Batemos um papo com Jup do Bairro, por chamada de vídeo, na sexta-feira que antecedeu o lançamento de “Corpo Sem Juízo”, primeiro EP da carreira da artista. De longe um dos discos mais aguardados da cena nacional deste primeiro semestre de 2020, o projeto é resultado de treze anos de experiências e descobertas vividos pela cantora que desde 2015 tem construído uma fiel comunidade de fãs junto a artista Linn da Quebrada, com quem divide os palcos de turnê e a tela da TV.
Com cinco faixas inéditas e produção de Badsista, o material é uma amostra da genialidade de Jup enquanto intérprete e compositora. Não é brilhante só por isso, mas também pela curadoria de participações especiais: há featurings com Deize Tigrona, com os amigos Linn e Rico Dalasam, além de Mulambo, potente rapper paulistano.

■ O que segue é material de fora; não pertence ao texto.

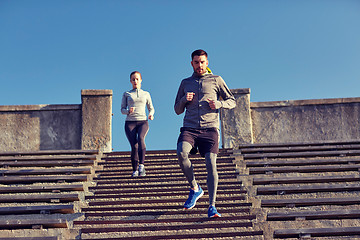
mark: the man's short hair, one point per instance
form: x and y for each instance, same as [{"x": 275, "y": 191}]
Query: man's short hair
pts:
[{"x": 198, "y": 52}]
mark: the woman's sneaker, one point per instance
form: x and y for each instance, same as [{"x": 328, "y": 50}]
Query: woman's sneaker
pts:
[
  {"x": 142, "y": 171},
  {"x": 135, "y": 174},
  {"x": 212, "y": 212},
  {"x": 193, "y": 197}
]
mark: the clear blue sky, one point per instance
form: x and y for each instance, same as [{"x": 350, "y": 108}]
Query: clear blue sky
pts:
[{"x": 280, "y": 49}]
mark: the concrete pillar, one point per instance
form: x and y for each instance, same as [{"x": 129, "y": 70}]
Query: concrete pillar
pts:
[
  {"x": 236, "y": 124},
  {"x": 96, "y": 120}
]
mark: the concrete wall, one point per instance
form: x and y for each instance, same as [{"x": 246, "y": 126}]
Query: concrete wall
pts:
[
  {"x": 58, "y": 127},
  {"x": 289, "y": 121}
]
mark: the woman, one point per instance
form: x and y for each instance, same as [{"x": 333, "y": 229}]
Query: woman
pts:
[{"x": 136, "y": 124}]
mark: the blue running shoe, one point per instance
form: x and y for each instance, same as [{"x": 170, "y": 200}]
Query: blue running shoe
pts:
[
  {"x": 212, "y": 212},
  {"x": 193, "y": 197}
]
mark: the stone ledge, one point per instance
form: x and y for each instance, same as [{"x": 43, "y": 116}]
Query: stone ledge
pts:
[
  {"x": 92, "y": 92},
  {"x": 290, "y": 103}
]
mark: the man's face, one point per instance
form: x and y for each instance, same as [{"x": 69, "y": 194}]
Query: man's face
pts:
[{"x": 199, "y": 64}]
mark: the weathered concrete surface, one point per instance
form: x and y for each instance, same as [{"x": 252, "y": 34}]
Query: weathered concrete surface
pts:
[
  {"x": 289, "y": 121},
  {"x": 40, "y": 127},
  {"x": 306, "y": 120},
  {"x": 96, "y": 119},
  {"x": 236, "y": 126}
]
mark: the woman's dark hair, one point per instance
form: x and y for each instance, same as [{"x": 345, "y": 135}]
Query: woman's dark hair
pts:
[{"x": 198, "y": 52}]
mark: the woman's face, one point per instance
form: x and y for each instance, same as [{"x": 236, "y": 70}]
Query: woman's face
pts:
[{"x": 136, "y": 80}]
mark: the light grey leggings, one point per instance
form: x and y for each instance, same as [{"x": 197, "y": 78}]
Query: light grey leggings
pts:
[{"x": 183, "y": 150}]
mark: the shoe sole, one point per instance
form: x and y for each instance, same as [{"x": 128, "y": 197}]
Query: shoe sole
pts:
[{"x": 195, "y": 201}]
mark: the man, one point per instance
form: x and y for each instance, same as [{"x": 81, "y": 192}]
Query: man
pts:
[{"x": 201, "y": 95}]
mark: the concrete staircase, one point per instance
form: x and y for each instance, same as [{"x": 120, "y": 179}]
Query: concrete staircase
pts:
[
  {"x": 151, "y": 207},
  {"x": 304, "y": 190}
]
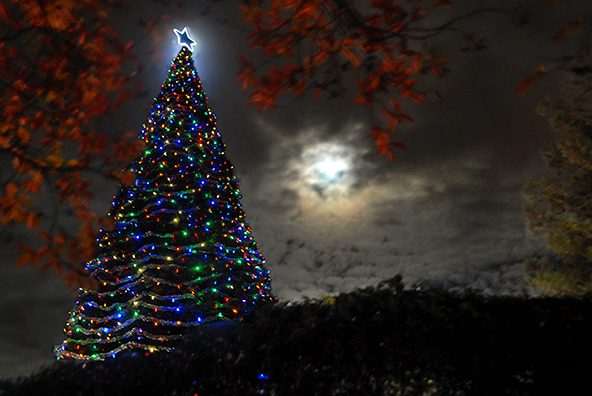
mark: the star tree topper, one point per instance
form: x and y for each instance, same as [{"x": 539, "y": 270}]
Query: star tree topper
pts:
[{"x": 184, "y": 38}]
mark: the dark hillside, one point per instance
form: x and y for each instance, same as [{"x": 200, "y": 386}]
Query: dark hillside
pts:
[{"x": 376, "y": 341}]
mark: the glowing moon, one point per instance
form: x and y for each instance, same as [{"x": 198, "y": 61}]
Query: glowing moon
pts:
[{"x": 332, "y": 167}]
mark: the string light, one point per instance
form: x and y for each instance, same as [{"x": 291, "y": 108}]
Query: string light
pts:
[{"x": 181, "y": 253}]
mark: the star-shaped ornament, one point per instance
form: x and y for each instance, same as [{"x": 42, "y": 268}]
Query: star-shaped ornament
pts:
[{"x": 184, "y": 38}]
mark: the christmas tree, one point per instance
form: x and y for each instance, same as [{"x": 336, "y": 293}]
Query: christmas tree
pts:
[{"x": 181, "y": 253}]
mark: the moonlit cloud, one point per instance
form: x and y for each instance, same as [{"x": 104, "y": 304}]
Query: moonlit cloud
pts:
[{"x": 447, "y": 213}]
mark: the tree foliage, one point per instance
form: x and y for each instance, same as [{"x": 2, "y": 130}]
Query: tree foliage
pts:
[
  {"x": 61, "y": 65},
  {"x": 561, "y": 205},
  {"x": 315, "y": 43}
]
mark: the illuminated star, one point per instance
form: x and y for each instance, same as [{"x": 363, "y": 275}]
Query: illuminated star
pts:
[{"x": 184, "y": 38}]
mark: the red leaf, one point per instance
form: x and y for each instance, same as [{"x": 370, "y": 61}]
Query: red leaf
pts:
[{"x": 23, "y": 259}]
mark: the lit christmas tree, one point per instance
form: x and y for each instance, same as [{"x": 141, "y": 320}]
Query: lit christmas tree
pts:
[{"x": 181, "y": 253}]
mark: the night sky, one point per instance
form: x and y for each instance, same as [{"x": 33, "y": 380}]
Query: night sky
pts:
[{"x": 448, "y": 212}]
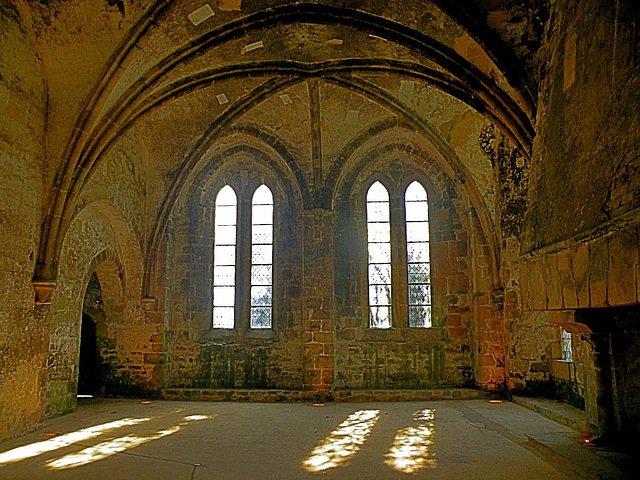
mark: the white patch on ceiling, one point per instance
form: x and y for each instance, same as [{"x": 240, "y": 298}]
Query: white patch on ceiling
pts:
[
  {"x": 286, "y": 99},
  {"x": 229, "y": 5},
  {"x": 200, "y": 15},
  {"x": 252, "y": 46},
  {"x": 405, "y": 92},
  {"x": 352, "y": 117}
]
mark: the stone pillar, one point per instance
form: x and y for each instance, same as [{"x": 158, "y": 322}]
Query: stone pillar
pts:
[{"x": 318, "y": 306}]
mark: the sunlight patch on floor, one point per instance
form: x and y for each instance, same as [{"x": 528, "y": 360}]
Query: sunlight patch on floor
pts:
[
  {"x": 38, "y": 448},
  {"x": 410, "y": 450},
  {"x": 343, "y": 442}
]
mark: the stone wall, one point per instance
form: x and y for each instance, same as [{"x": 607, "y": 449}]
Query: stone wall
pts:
[
  {"x": 240, "y": 358},
  {"x": 580, "y": 236},
  {"x": 23, "y": 334}
]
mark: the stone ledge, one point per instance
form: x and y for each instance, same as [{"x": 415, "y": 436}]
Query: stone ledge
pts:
[
  {"x": 408, "y": 395},
  {"x": 557, "y": 411},
  {"x": 275, "y": 395},
  {"x": 586, "y": 461}
]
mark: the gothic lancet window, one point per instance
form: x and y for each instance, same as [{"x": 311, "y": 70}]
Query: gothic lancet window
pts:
[
  {"x": 418, "y": 265},
  {"x": 224, "y": 258},
  {"x": 262, "y": 258},
  {"x": 388, "y": 296},
  {"x": 243, "y": 287},
  {"x": 379, "y": 250}
]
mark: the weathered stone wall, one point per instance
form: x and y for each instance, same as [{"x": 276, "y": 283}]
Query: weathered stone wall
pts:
[
  {"x": 580, "y": 236},
  {"x": 404, "y": 357},
  {"x": 585, "y": 166},
  {"x": 104, "y": 238},
  {"x": 240, "y": 358},
  {"x": 23, "y": 336}
]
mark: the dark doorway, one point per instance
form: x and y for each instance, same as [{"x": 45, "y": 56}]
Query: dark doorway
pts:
[
  {"x": 87, "y": 371},
  {"x": 616, "y": 343}
]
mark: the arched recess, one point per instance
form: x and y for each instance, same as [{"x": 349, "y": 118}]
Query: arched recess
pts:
[
  {"x": 99, "y": 240},
  {"x": 239, "y": 357},
  {"x": 463, "y": 274},
  {"x": 97, "y": 128}
]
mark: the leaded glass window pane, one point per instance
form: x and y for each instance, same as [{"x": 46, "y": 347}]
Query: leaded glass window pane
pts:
[
  {"x": 418, "y": 263},
  {"x": 418, "y": 252},
  {"x": 417, "y": 232},
  {"x": 379, "y": 317},
  {"x": 261, "y": 275},
  {"x": 223, "y": 275},
  {"x": 261, "y": 296},
  {"x": 224, "y": 257},
  {"x": 379, "y": 253},
  {"x": 262, "y": 214},
  {"x": 420, "y": 316},
  {"x": 224, "y": 296},
  {"x": 378, "y": 232},
  {"x": 223, "y": 317},
  {"x": 380, "y": 295},
  {"x": 379, "y": 273},
  {"x": 261, "y": 254},
  {"x": 419, "y": 294},
  {"x": 419, "y": 273},
  {"x": 261, "y": 317},
  {"x": 262, "y": 258},
  {"x": 262, "y": 234},
  {"x": 379, "y": 247},
  {"x": 567, "y": 351}
]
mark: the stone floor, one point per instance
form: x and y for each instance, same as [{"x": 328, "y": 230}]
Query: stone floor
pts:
[{"x": 454, "y": 439}]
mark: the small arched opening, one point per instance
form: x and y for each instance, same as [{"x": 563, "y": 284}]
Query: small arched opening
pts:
[{"x": 90, "y": 375}]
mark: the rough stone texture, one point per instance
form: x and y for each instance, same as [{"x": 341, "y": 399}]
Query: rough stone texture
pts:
[
  {"x": 590, "y": 121},
  {"x": 125, "y": 119},
  {"x": 23, "y": 335},
  {"x": 580, "y": 236}
]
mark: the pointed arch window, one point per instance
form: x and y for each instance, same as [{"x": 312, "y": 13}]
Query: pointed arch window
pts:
[
  {"x": 224, "y": 258},
  {"x": 416, "y": 208},
  {"x": 262, "y": 258},
  {"x": 379, "y": 254},
  {"x": 398, "y": 255}
]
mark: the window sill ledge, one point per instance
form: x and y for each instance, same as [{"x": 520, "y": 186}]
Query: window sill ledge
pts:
[{"x": 234, "y": 335}]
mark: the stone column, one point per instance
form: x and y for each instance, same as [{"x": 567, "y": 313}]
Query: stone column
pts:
[{"x": 318, "y": 306}]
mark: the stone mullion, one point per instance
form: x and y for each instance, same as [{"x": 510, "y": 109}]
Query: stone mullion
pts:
[
  {"x": 243, "y": 266},
  {"x": 399, "y": 287}
]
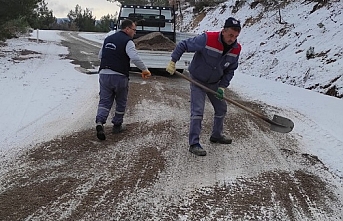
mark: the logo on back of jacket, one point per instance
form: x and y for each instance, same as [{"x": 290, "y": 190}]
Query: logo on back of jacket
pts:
[
  {"x": 111, "y": 46},
  {"x": 227, "y": 64}
]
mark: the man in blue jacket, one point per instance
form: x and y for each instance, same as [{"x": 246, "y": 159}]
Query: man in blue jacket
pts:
[
  {"x": 213, "y": 65},
  {"x": 116, "y": 53}
]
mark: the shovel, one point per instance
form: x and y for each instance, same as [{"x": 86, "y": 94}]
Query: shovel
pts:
[{"x": 278, "y": 123}]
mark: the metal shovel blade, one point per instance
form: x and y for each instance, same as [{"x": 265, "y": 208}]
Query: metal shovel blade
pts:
[{"x": 281, "y": 124}]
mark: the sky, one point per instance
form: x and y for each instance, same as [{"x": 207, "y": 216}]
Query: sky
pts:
[
  {"x": 99, "y": 8},
  {"x": 40, "y": 91}
]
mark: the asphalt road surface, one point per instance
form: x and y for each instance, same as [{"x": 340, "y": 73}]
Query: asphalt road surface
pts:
[{"x": 147, "y": 173}]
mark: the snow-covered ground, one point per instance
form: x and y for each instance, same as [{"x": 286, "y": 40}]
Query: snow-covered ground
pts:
[
  {"x": 278, "y": 51},
  {"x": 43, "y": 96}
]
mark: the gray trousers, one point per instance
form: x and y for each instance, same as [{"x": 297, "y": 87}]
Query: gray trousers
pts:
[
  {"x": 113, "y": 87},
  {"x": 198, "y": 96}
]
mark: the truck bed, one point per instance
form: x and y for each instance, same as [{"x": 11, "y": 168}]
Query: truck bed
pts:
[{"x": 160, "y": 59}]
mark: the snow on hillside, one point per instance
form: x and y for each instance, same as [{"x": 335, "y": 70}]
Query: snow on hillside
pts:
[{"x": 277, "y": 50}]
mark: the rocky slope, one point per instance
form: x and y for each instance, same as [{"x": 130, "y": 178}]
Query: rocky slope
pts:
[{"x": 298, "y": 43}]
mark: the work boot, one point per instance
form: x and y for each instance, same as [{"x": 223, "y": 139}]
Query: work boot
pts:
[
  {"x": 221, "y": 140},
  {"x": 197, "y": 150},
  {"x": 117, "y": 129},
  {"x": 100, "y": 133}
]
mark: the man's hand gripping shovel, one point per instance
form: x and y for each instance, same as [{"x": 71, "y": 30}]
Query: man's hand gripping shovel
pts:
[{"x": 278, "y": 123}]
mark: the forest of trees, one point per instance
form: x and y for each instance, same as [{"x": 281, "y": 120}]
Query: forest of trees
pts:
[{"x": 19, "y": 16}]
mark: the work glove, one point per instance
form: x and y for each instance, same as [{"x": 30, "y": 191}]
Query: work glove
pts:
[
  {"x": 171, "y": 68},
  {"x": 220, "y": 93},
  {"x": 146, "y": 74}
]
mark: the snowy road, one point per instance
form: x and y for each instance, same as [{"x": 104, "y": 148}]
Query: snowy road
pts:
[{"x": 147, "y": 173}]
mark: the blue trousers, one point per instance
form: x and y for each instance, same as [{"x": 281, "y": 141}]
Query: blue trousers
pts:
[
  {"x": 113, "y": 87},
  {"x": 198, "y": 96}
]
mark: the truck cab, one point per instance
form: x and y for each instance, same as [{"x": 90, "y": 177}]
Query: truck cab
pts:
[{"x": 149, "y": 19}]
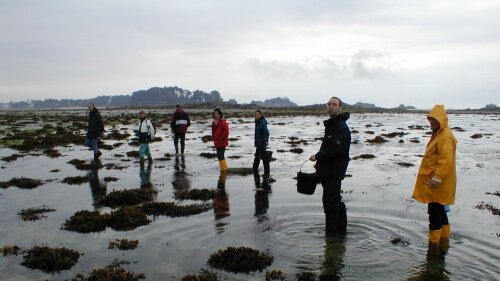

“O álbum é como uma grande viagem. É como se você estivesse num jogo de videogame e cada faixa é uma tela diferente”, conta Jup, quando a conversa já beirava a uma hora de duração. Entre outras coisas, além de falar sobre esta nova fase a artista revelou detalhes dos processos crativos, sua visão sobre o mercado da música, pautas de cunho social e as possibilidades que se tem com os próprios corpos.
Confira a entrevista completa:
Papelpop: Como é lançar seu trabalho de estreia neste contexto em que estamos? Sobre pandemia e as questões levantadas sobre diferenças raciais, especialmente… Já era planejado sair por agora, ou foi uma decisão tomada a partir de um senso de urgência também?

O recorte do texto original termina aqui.